When applied correctly, partition information should be available in the segment metadata.

column.memberId.partitionFunction = Module
column.memberId.numPartitions = 3
column.memberId.partitionValues = 1

In order to maximize the partition pruning efficiency, it is important to reduce the number of partitions contained on each segment. Pinot will not move rows between segments to maximize partition efficiency, so when possible, rows should be correctly distribute before ingesting them into Pinot.

When using real-time tables, usually the input source can be used to do this partition. For example, one very usual input source in real-time tables is Kafka. In this case, in order to achieve maximum partition efficiency, Pinot and Kafka should use the same partition configuration.

When using offline tables, each input file should be crafted to contain rows on the same partition. Imagine we are creating a table from a list of CSV files. Ideally all rows in the csv should belong to the same partition. In the example above where we used modulo and 3 partitions, the value memberId = 101 will be associated with partition 2 (memberId % 3 = 2). Therefore to maximize the partition efficiency other rows in the same CSVv should have a memberId equal to 2, 5 or 104 but should not have values like 1, 3, 100 or 102.

Remember that Pinot does not impose a hard requirement here.
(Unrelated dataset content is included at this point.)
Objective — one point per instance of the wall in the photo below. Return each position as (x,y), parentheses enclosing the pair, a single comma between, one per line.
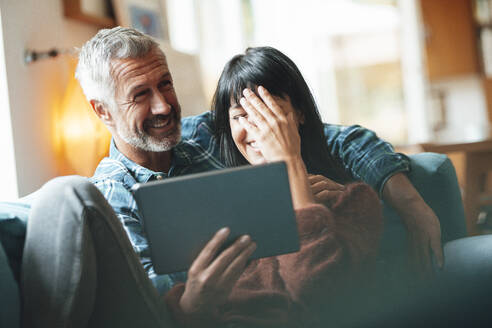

It is fine if segments contain rows of more than one partition. What should be avoided is to have most segments associated with most partitions, given that in that case Pinot won't be actually able to prune most segments.

Reduce the query fanout by exploding data replication.

Although using partitions can drastically reduce the fanout, it only applies to specific queries and requires a specific data distribution between segments. The most consistent way to limit the fanout is to define replica group segment alignment. A Replica Group is a subset of servers that contains a ‘complete’ set of segments of a table. Once we assign the segment based on the replica group, each query can be answered by fanning out to a single replica group instead of all servers.

To use replica groups, the table configuration must be changed in the following ways:

  • Replica groups must be declared in the InstanceAssignmentConfig section.

  • RoutingConfig.instanceSelectorType must be changed to replicaGroup.

// Table config
{
  ...
  "instanceAssignmentConfigMap": {
    "OFFLINE": {
      ...
      "replicaGroupPartitionConfig": {
        "replicaGroupBased": true,
        "numReplicaGroups": 3,
        "numInstancesPerReplicaGroup": 4
      }
    }
  },
  ...
  "routing": {
    "instanceSelectorType": "replicaGroup"
  },
  ...
}

As seen above, you can use numReplicaGroups to control the number of replica groups (replications), and use numInstancesPerReplicaGroup to control the number of servers to span. For instance, let’s say that you have 12 servers in the cluster. Above configuration will generate 3 replica groups (numReplicaGroups=3), and each replica group will contain 4 servers (numInstancesPerPartition=4). In this example, each query will span to a single replica group (4 servers).

As seen above, replica groups give you the control on the number of servers to span for each query. When you try to decide the proper number of numReplicaGroups and numInstancesPerReplicaGroup, consider the trade-off between throughput and latency. Given a fixed number of servers, increasing numReplicaGroups factor while decreasing numInstancesPerReplicaGroup will make each query use less servers, which may reduce the possibility of one of them having a full GC. However, each server will need to process more number of segments per query, reducing the throughput, to the point that extreme values may even increase the average latency. Similarly, decreasing numReplicaGroups while increasing numInstancesPerReplicaGroup will make each query use more servers, increasing the possibility of one of them having a full GC but making each server process less number of segments per query. So, this number has to be decided based on the use case requirements.